Processing log¶

In progress.

The processing log is an experimental feature that is not yet fully tested.

This log captures every operation in its metadata, allowing users to track the processing history of each indicator in a dataset. It is particularly useful for visualizing the data pipeline and aiding in debugging processes.

To enable the processing log, set the environment variable PROCESSING_LOG to 1. For example:

PROCESSING_LOG=1 etl meadow/dummy/2020-01-01/dummy --force

To visualize the processing log in a browser, use the following code (from notebook):

ds = Dataset(DATA_DIR / "meadow/dummy/2020-01-01/dummy")
tab = ds['dummy']
tab['dummy_variable'].metadata.processing_log.display(DATA_DIR)

Ensure that the PROCESSING_LOG environment variable is unset or set to "0" when displaying the log. Otherwise, the diagram will only show a single "load" operation. Therefore, it is not advisable to set this variable in the .env file.

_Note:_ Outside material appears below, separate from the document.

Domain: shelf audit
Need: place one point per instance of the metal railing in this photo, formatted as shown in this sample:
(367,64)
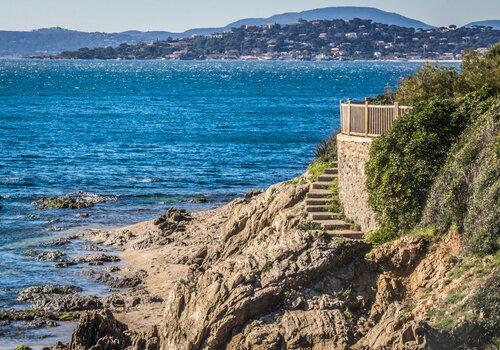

Custom processing log entry¶

Sometimes you have a function that is so complex that its visualisation doesn't look good. You can wrap the function with the decorator @pl.wrap to squeeze the function into a single log entry. For example:

from owid.catalog import processing_log as pl

@pl.wrap("complex_processing")
def func(...) -> Table:
    ...
    return tab